The Markit Eurozone PMI® Composite Output Index moved into positive territory for the first time in five months in January, according to the preliminary ‘flash’ reading which is based on around 85% of usual monthly replies. The index rose for the third month running, up from 48.3 in December to a five-month high of 50.4. That signalled a marginal increase in private sector economic activity.
Output rose at a robust pace in Germany, which saw the largest increase for seven months, and a modest expansion (the first growth for four months) was also reported in France. In contrast, output continued to fall across the rest of the region as a whole, dropping for the eighth successive month. However, the rate of contraction was the weakest for four months.
Eurozone service sector activity rose very slightly, expanding for the first time since last August. Meanwhile, manufacturing output was unchanged, improving on the declines reported by the goods-producing sector throughout the previous five months.
Incoming new business continued to fall in both sectors, although the rates of decline eased to a five-month low in services and a six-month low in manufacturing. Goods producers also reported the smallest drop in new export orders for six months.
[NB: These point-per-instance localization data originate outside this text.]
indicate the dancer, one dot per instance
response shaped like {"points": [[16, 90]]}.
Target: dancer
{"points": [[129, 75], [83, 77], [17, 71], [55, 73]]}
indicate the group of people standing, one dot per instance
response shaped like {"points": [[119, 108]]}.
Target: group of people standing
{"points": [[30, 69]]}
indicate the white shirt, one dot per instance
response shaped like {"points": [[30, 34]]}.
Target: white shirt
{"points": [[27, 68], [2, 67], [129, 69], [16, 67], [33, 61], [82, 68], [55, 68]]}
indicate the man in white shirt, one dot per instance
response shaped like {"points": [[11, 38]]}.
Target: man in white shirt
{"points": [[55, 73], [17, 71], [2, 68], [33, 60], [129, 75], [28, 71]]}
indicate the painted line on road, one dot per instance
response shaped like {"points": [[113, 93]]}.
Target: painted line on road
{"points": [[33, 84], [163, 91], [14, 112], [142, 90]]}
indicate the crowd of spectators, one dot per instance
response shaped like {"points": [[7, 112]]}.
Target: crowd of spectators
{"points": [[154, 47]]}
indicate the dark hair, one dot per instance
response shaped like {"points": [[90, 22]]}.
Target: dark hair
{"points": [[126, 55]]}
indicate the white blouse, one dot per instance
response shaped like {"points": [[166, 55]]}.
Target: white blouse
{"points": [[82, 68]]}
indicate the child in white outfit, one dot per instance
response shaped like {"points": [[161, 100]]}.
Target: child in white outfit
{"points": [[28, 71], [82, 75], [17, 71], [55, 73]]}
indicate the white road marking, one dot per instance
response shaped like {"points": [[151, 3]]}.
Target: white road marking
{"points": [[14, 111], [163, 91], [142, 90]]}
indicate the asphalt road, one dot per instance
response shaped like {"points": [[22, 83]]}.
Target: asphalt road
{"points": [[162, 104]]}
Measured across both sectors, new business fell for the sixth month in a row, but at the slowest rate since last August.
With inflows of new orders continuing to deteriorate, backlogs of work fell across the region for the seventh successive month, declining in both manufacturing and services. The overall fall was the smallest for four months, but nonetheless sufficient to lead firms to cut employment for the first time since April 2010 (albeit only marginally). The decline in jobs was driven by services, as manufacturing headcounts rose slightly on average.
Employment growth slowed to the weakest since June 2010 in Germany, and to near-stagnation in France. Across the rest of the region, the average rate of job losses was broadly unchanged from the near two-year record seen in December.